Melville's brother John had shown early talent as a painter and from the late 1920s the Melvilles both developed an interest in the emerging modernist movements in continental Europe, becoming regular patrons of Zwemmer's art bookshop in London's Charing Cross Road. Meeting fellow Birmingham Surrealist Conroy Maddox in 1935 the three set out to challenge Birmingham's conservative artistic establishment. Although not a practising artist himself, Robert Melville had a thorough understanding of surrealism's theoretical background and was to provide much of the group's intellectual underpinning, culminating in an open debate with Professor Thomas Bodkin of the Barber Institute of Fine Arts in 1939 that received widespread press coverage.

==Critic==
Robert developed a particularly strong interest in Picasso (then little-known in England) that led to an important friendship with Hugh Willoughby, a contemporary collector of Picasso's work based in Hove. During the late 1930s Melville wrote a book on Picasso based on Willoughby's collection that was published in 1939 as Picasso: Master of the Phantom. As Melville described it: "without my knowledge my wife sent my little book to Oxford University Press. Curiously enough they accepted it".

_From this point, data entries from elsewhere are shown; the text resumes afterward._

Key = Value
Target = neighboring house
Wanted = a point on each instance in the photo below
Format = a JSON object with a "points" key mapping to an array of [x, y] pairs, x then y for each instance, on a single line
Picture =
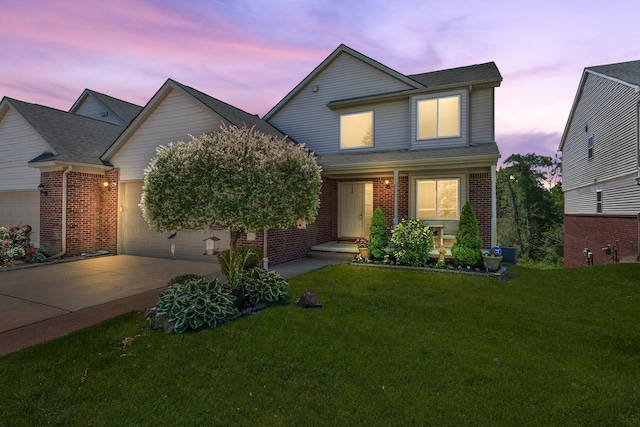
{"points": [[37, 141], [417, 146], [173, 114], [601, 167]]}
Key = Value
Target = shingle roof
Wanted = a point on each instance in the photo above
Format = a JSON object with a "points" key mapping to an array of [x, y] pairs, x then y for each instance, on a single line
{"points": [[231, 114], [626, 71], [74, 138], [487, 72], [123, 109]]}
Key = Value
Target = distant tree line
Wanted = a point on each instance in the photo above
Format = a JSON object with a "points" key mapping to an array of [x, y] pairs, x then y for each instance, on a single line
{"points": [[530, 207]]}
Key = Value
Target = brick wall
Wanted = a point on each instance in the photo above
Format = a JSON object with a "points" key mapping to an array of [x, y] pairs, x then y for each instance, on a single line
{"points": [[91, 213], [480, 199], [596, 232]]}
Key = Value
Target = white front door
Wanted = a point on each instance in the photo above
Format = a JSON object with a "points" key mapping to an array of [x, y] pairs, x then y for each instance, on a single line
{"points": [[351, 206]]}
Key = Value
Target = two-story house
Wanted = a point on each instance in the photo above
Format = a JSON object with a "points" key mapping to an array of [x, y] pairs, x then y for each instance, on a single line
{"points": [[601, 167], [417, 146]]}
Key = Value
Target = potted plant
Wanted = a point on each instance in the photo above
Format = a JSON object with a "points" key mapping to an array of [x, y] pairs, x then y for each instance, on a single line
{"points": [[492, 258], [363, 246]]}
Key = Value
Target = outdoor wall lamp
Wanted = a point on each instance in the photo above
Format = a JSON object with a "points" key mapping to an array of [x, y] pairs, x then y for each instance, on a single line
{"points": [[108, 185]]}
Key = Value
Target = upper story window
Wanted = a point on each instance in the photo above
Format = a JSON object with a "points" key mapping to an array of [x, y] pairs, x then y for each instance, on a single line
{"points": [[356, 130], [437, 198], [439, 117]]}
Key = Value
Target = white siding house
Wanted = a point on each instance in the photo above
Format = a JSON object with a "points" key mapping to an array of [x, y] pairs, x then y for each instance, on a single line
{"points": [[600, 166]]}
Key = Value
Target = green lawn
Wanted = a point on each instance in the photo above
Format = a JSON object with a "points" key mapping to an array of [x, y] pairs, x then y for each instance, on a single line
{"points": [[390, 347]]}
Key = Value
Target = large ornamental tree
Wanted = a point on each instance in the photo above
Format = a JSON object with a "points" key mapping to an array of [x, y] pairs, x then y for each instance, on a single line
{"points": [[236, 179]]}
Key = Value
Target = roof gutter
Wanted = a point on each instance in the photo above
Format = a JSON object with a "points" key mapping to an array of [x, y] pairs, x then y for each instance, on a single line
{"points": [[63, 250]]}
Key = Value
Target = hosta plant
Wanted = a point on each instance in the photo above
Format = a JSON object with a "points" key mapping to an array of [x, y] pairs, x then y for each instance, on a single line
{"points": [[411, 241], [264, 286], [196, 303]]}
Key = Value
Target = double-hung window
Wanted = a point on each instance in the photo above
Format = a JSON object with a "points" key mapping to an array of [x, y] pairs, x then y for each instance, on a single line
{"points": [[356, 130], [439, 117], [437, 198]]}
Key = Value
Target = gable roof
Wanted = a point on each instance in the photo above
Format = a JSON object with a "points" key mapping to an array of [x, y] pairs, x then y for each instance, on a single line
{"points": [[479, 74], [625, 73], [124, 110], [72, 138], [471, 74], [227, 112], [342, 49]]}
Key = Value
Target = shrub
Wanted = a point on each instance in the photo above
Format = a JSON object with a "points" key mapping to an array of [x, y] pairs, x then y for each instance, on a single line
{"points": [[411, 241], [183, 278], [196, 303], [466, 249], [15, 244], [378, 235], [261, 285], [245, 258]]}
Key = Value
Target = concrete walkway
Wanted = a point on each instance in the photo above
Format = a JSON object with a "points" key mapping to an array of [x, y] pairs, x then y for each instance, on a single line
{"points": [[43, 302]]}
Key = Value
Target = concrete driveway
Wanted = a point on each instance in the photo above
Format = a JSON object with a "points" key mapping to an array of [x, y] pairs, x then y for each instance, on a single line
{"points": [[39, 303]]}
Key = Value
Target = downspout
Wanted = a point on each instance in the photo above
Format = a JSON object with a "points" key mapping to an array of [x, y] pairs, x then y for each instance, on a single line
{"points": [[395, 198], [63, 250], [265, 259], [494, 209]]}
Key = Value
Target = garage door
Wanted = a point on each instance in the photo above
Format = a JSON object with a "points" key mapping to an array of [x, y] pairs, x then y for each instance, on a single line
{"points": [[21, 207], [140, 239]]}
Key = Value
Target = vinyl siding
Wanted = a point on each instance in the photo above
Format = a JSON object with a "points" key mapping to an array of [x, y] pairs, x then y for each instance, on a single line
{"points": [[607, 111], [440, 142], [482, 120], [92, 107], [174, 119], [306, 117], [619, 196], [19, 143]]}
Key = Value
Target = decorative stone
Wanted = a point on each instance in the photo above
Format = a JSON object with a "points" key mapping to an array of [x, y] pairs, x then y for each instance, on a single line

The book was to make Melville's reputation as a critic. He was appointed art critic of the Birmingham Evening Despatch in 1940 and had a series of articles published in The Listener in 1943 and 1944.

In 1950 Melville wrote an article on Francis Bacon in Cyril Connolly's magazine Horizon that was to have lasting influence on Bacon's critical reputation, placing him firmly in the European tradition of Kafka, Dalí, Buñuel and Picasso.

In 1964 Melville wrote a book on the Ned Kelly paintings by Sidney Nolan.

Melville was the art critic of the New Statesman from 1954 to 1976 and wrote monthly pieces for the Architectural Review between 1950 and 1977. When he retired from the Architectural Review Hugh Casson described him as "unchallenged as the most serious (and I don't mean solemn) and illuminating art critic in the country".

==Gallery management==
Melville moved to London in 1947. He worked first for E. L. T. Mesens' London Gallery, and later the Hanover Gallery. While at the Hanover Gallery, he met Arthur Jeffress, who co-owned the gallery with Erica Brausen. In 1954 Robert and Arthur decided to leave the Hanover Gallery and open a new gallery – Arthur Jeffress (Pictures). They jointly ran the successful gallery until Arthur's death in 1961; after which Robert continued to run the gallery until 1974, during which time it featured works by Pauline Boty, Richard Hamilton and David Hockney.

Melville then worked for Marlborough Fine Art, London, and then he worked at the Marlborough New London Gallery as assistant to the Manager, Tony Reichardt.

==Last years==
Shortly before his death Melville accompanied Sidney Nolan to Australia where they visited all the areas that Nolan had painted.

==Family==
In 1928, Melville married Lilian May Lewis Smith, daughter of William Smith, who worked in the rare books department of W. H. Smith. Their daughter Roberta married the British blues musician Alexis Korner.